Let’s consider the subjective sense of time that we each have. I don’t mean the sense that time flies or “I can’t believe it’s already August,” or that kind of thing. I mean the way we think of our lives as a whole.
We all know we’re going to die, and yet in our daily life we think of this project or that event as if we’re going to live forever. We can lapse into thinking that what we do doesn’t matter in the long run. But of course, there is no “long run” in which we keep our current perspective. We die. There is an ongoing tension in each of us, between living as if there is no tomorrow, and as if tomorrow is infinite.

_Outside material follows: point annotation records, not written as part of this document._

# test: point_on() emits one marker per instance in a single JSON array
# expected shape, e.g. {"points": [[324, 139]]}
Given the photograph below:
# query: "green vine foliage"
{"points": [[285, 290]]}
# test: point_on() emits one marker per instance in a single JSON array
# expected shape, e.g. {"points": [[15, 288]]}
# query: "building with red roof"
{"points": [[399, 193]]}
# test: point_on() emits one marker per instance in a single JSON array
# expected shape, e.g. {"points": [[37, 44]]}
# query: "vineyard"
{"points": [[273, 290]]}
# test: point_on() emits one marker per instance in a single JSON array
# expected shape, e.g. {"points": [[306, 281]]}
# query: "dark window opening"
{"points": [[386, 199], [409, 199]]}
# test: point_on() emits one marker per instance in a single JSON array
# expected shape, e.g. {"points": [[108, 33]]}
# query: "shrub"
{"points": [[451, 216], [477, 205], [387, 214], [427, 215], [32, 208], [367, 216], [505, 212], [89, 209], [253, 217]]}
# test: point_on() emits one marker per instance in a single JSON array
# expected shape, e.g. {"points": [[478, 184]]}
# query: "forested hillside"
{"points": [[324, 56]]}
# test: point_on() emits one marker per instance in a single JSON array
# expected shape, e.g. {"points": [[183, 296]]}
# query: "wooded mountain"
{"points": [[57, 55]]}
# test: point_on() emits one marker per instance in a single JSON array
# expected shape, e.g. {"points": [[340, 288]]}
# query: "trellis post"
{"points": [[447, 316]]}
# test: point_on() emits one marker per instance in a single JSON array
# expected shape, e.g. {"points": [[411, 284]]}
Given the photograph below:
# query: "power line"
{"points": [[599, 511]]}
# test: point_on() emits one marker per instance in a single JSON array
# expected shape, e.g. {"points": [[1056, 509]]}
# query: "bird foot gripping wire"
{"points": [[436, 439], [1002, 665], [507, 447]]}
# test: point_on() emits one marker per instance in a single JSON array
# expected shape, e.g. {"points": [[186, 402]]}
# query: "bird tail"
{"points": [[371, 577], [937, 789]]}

This psychological tension is what is often meant by the phrase “time horizon.” Put simply, it is the degree to which we can project our future. I don’t mean be clairvoyant about things over which we have no control. I mean the degree to which, at this moment, I place my present thoughts and actions in a continuum that stretches into the future.
Let’s say I’m 25 years old. God willing, most of my life is ahead of me. It mostly hasn’t happened yet. It’s more difficult to sustain a long time horizon, because so much of my life to now has been contingent – occurring this way and not that because of things I don’t control. At 25 it’s hard to correlate today’s actions to my state of being tomorrow.
The farther that “tomorrow,” the harder it is to imagine. I can picture my life at 26, but it’s much harder to picture being 40. Too many variables. So while I might connect my actions today to its consequences next year, 15 years out may be beyond my range. It might as well be another lifetime, happening to someone else. We would say my time horizon at 25 is somewhere short of 15 years.
I invoke authorial privilege to note that what I’m saying about subjective appreciation of one’s life-span naturally feels different for someone who is, oh, say 60. I have a time horizon, too, but my time horizon goes beyond my date of death. Even though I don’t know the day or the hour, I know that it’s within the range of my present time horizon.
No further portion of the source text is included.